5) Plaxico Burress – You know the story. Plax is a NFL star, so it is apparently acceptable to show up to a club wearing sweatpants, but it takes a really dumb NFL star to have a handgun tucked into said sweatpants. It takes someone truly special to proceed to somehow click the gun off safety and pull the trigger, shooting himself in the leg. I guess he should just be happy the bullet made it to his leg and not somewhere else.
4) Gus Frerotte – You have all seen the classic video. Frerotte scrambles in a 1997 game, scores a touchdown, and instead of doing a pre-choreographed touchdown dance, he runs head first into the wall. At first it just looked like a comically dumb move, but then the second half of the game comes around and he is not in the game. Turns out the guy gave himself a concussion.

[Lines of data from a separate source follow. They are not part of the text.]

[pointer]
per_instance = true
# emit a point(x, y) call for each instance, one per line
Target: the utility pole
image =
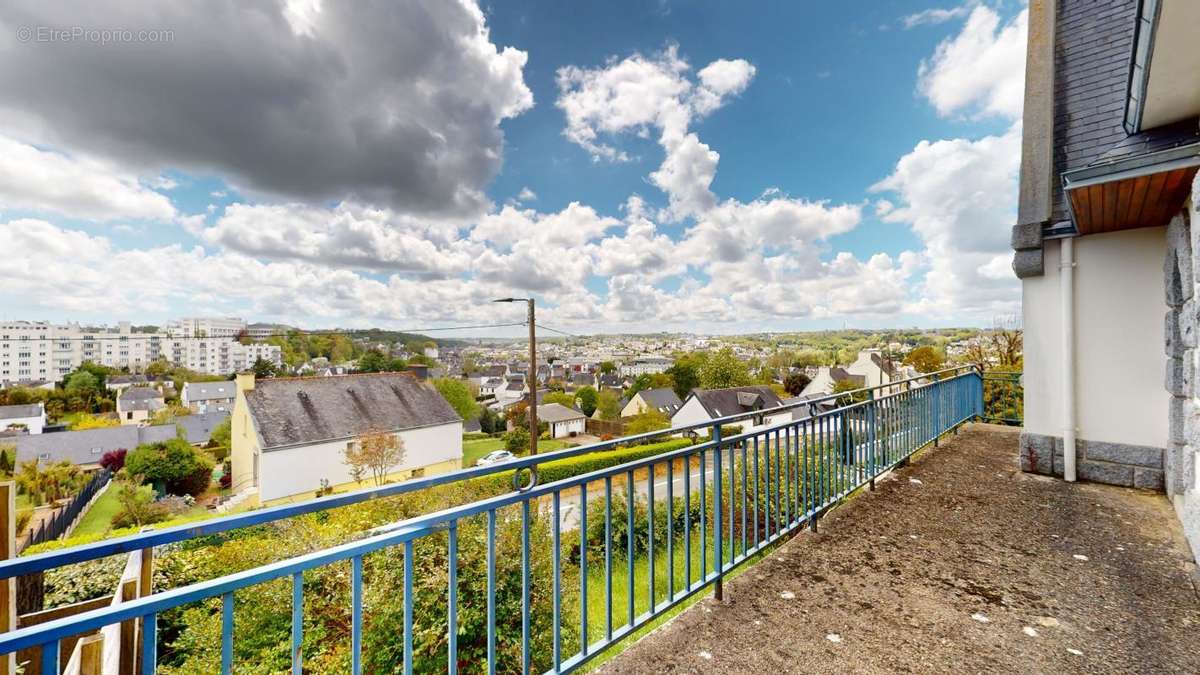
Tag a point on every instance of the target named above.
point(532, 376)
point(532, 382)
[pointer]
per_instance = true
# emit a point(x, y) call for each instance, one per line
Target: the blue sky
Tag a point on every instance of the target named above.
point(790, 166)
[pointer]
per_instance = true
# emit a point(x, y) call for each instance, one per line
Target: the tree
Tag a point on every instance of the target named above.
point(849, 384)
point(181, 469)
point(264, 368)
point(924, 359)
point(796, 382)
point(609, 405)
point(377, 452)
point(456, 393)
point(113, 460)
point(647, 420)
point(85, 422)
point(588, 400)
point(724, 369)
point(137, 507)
point(490, 422)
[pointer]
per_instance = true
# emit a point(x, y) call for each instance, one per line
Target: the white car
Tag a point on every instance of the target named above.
point(497, 457)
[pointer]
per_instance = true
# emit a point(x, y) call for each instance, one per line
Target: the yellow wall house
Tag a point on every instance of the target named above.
point(291, 434)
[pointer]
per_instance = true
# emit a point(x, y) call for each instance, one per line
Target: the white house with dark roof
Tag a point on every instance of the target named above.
point(291, 434)
point(705, 405)
point(137, 404)
point(563, 422)
point(29, 418)
point(209, 396)
point(664, 400)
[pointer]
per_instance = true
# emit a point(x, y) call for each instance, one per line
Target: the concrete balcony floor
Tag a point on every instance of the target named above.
point(958, 562)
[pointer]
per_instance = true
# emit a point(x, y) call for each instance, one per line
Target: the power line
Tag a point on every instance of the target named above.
point(259, 336)
point(557, 330)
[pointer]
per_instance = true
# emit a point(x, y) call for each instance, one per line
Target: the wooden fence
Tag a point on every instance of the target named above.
point(113, 650)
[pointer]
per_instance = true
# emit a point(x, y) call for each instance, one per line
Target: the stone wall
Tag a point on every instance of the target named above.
point(1115, 464)
point(1182, 273)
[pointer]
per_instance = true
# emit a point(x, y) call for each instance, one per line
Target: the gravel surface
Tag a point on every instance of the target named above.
point(958, 562)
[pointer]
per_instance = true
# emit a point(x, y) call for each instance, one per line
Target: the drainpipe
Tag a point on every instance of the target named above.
point(1067, 276)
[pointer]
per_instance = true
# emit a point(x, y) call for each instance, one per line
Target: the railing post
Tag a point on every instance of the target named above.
point(9, 586)
point(871, 436)
point(91, 655)
point(719, 545)
point(937, 408)
point(129, 643)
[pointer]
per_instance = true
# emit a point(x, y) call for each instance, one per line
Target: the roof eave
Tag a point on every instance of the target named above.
point(1139, 64)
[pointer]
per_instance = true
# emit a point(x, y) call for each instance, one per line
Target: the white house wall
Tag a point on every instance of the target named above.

3) Bill Gramatica – You remember the Gramatica’s. Kick a 23 yard field goal in the first quarter and jump up and down celebrating like they just won a big game. Then, against the Giants in 2001, what we had all been hoping for finally happened. Granted it wasn’t Lawrence Taylor sprinting out of the stands and drilling him to make the insane celebration end, it was Bill Gramatica himself. On his second or third leap for joy, his ACL blew, proving yet again that kickers are not worthy of being called football players.
2) Paulo Diogo – Sometimes you see a kicker wearing his wedding band, you always see guys wearing their flashy diamond studs, and you see baseball players wearing a cross around their necks. But never has wearing a piece of jewelry caused a person so much pain as Paulo Diogo in 2004. After scoring a goal in a Swiss Super League match, he jumped up on the metal fencing separating the field from the stands. When he jumped off, his wedding band got caught on the fence. The fence won taking the ring and most of his finger with it. Diogo appealed to the official asking he stall the game so he could go back and find his finger and ring. The official showed Diogo no sympathy and actually booked him with a yellow card for excessive celebration. After the game, the hospital informed him they could not re-attach the finger and recommended amputation.
1) Slobodan Jankovic – I thought the Gus Frerotte injury after head-butting a wall was bad until I did some research for this Smear and read the story of Serbian basketball player Slobodan Jankovic in a Greek basketball playoff game. He fouled out of an important playoff game, and as you may expect, he was not very happy about the scenario. In his frustration, he decided to head-butt a concrete post in the arena, immediately dropping him to the floor. He hit his head hard enough that his survival was of concern to the medical personnel. He survived the self-inflicted head-butt, but permanently damaged his spinal cord and has been paralyzed waist down ever since.